The presence of children also gives many adults a sense of shared purpose. There’s more casual checking-in, more looking out. Not just for one’s own child, but for the wellbeing of others. A culture of responsibility and mutual care can emerge naturally when we feel connected. Of course, not every adult relates to children in the same way. For some, their presence may bring up difficult feelings, or simply not hold personal meaning. But even then, the liveliness and rhythm that children bring to a space can foster a greater sense of place and belonging for everyone. Children, in this way, become a bridge between people, regardless of age or circumstance.

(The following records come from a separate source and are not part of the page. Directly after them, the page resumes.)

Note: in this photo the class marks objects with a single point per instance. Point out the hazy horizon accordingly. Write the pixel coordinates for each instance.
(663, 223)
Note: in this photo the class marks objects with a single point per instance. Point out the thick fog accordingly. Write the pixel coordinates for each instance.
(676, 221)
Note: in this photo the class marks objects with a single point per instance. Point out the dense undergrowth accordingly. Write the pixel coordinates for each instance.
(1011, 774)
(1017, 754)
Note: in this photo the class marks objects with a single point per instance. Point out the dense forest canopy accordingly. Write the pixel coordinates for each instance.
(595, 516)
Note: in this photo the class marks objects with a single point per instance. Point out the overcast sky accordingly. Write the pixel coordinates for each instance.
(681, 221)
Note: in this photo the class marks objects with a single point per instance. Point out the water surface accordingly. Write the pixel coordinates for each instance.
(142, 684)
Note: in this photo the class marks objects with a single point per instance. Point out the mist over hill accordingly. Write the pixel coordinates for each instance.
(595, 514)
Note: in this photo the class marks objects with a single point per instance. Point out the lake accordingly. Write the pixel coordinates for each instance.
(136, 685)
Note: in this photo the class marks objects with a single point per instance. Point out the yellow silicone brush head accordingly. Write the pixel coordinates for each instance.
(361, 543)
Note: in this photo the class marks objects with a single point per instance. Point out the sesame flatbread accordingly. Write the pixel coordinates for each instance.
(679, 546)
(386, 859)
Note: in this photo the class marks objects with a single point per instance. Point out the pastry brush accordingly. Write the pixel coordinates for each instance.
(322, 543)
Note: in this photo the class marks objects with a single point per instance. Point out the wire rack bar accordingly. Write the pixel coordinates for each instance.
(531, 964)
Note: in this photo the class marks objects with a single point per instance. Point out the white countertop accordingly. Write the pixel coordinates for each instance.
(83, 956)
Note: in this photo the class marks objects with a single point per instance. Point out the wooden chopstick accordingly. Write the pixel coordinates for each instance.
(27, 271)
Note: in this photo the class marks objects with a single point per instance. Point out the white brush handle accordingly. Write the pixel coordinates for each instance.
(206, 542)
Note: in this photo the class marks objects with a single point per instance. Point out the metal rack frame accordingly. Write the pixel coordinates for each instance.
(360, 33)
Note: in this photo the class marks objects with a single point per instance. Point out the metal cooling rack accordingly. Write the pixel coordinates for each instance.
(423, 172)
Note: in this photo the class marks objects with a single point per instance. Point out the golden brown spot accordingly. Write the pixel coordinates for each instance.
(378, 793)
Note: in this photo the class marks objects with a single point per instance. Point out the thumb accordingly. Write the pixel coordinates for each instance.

Parents, too, begin to lean on one another. A simple hello can lead to offers of help with school runs, spontaneous invitations for tea, or shared supervision. In working-class and multigenerational communities, this kind of informal childcare and emotional support has always been fundamental. Play rekindles it in other communities where these support systems may have changed or weakened.
Even older residents, who are sometimes the most isolated, feel the difference. A neighbour who may not have much social interaction might begin to feel more engaged just by seeing children pass beneath their window. On our estate, one woman often sits on her balcony with headphones on. She always stops me to ask about my son, offering both stories and parenting advice (some more helpful than others, admittedly). These brief conversations make us feel less anonymous.
And then there’s the most important shift: children learn that they belong. Not just in their homes or classrooms, but in the wider world. They feel rooted. Safe.
Just a few days ago, the Raising the Nation Play Commission called for a ban on “No Ball Games” signs across the UK. That’s a start. But the deeper change will come when we stop seeing play as disruption to adult life or a distraction from the 'more important' scheduled 'learning' and activities. And we begin to see it as fundamental for children and communities.